Twin Cities Code Camp

Dan Callahan

What the Heck is WebAssembly, and do I Have to Learn C Now?

by Dan Callahan

Sat, Apr 16, 2016
Room: Rapson 58
Time: 8:30

Three years ago, Mozilla began experimenting with a low-level subset of JavaScript that supported ahead-of-time compilation and eliminated garbage collection pauses. The experiment worked: Programs written in C and compiled to this intermediate language, called asm.js, could deliver runtime performance within 1.5x of their native C speed. In contrast to Google's Native Client (NaCl / PNaCl) projects, asm.js remained backwards compatible with existing JavaScript engines.

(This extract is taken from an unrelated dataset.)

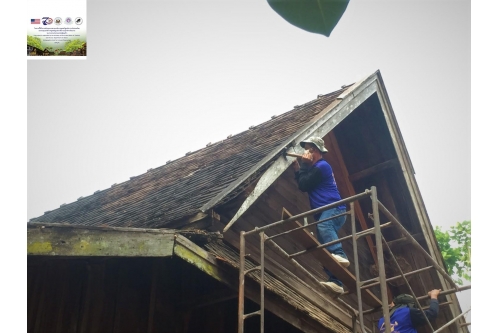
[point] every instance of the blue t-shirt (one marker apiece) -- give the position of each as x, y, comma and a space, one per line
319, 182
400, 322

Clearly, there was room for performance improvement on the Web, and a way to get there without breaking old browsers.

Last year, Apple, Google, Microsoft, and Mozilla formed a W3C Community Group to collaborate "on a new, portable, size- and load-time-efficient format suitable for compilation to the web." They called it WebAssembly, and it starts landing in browsers this year.

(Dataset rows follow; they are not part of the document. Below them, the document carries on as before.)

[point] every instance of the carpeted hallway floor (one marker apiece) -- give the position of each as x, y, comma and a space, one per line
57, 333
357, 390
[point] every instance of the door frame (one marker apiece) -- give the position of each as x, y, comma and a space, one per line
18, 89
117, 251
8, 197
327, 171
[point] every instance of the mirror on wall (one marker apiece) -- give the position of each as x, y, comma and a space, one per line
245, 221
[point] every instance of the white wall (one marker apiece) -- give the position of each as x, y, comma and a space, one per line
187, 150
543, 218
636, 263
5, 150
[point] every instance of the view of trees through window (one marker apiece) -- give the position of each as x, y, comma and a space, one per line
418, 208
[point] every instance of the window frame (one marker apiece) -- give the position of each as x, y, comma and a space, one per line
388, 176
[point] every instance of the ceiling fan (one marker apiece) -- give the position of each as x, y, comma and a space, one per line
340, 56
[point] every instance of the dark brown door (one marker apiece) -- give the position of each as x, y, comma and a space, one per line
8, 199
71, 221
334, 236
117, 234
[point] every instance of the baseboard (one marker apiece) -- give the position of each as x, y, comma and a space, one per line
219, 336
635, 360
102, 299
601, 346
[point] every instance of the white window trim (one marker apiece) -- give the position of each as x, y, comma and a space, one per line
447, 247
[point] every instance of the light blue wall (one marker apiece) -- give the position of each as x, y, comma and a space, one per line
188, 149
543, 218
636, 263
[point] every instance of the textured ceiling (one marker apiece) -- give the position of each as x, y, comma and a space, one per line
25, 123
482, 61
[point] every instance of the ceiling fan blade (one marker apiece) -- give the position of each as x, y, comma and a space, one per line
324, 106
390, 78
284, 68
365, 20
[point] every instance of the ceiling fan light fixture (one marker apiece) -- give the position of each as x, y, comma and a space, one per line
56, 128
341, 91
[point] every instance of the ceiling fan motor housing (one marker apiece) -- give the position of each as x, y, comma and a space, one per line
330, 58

Suddenly, JS isn't the only game in town: programs will be written in C, compiled to WebAssembly, and run faster than JavaScript ever could. Is this the end? Do we all have to learn C? Come to the talk and find out!

About the Author

Dan Callahan is a Staff Software Engineer in Mozilla's Developer Relations team, where he focuses on Firefox add-ons and Servo parallel browser engine project. Dan previously worked on the Mozilla Persona project, an attempt at replacing passwords with user friendly public key cryptography built on open web standards.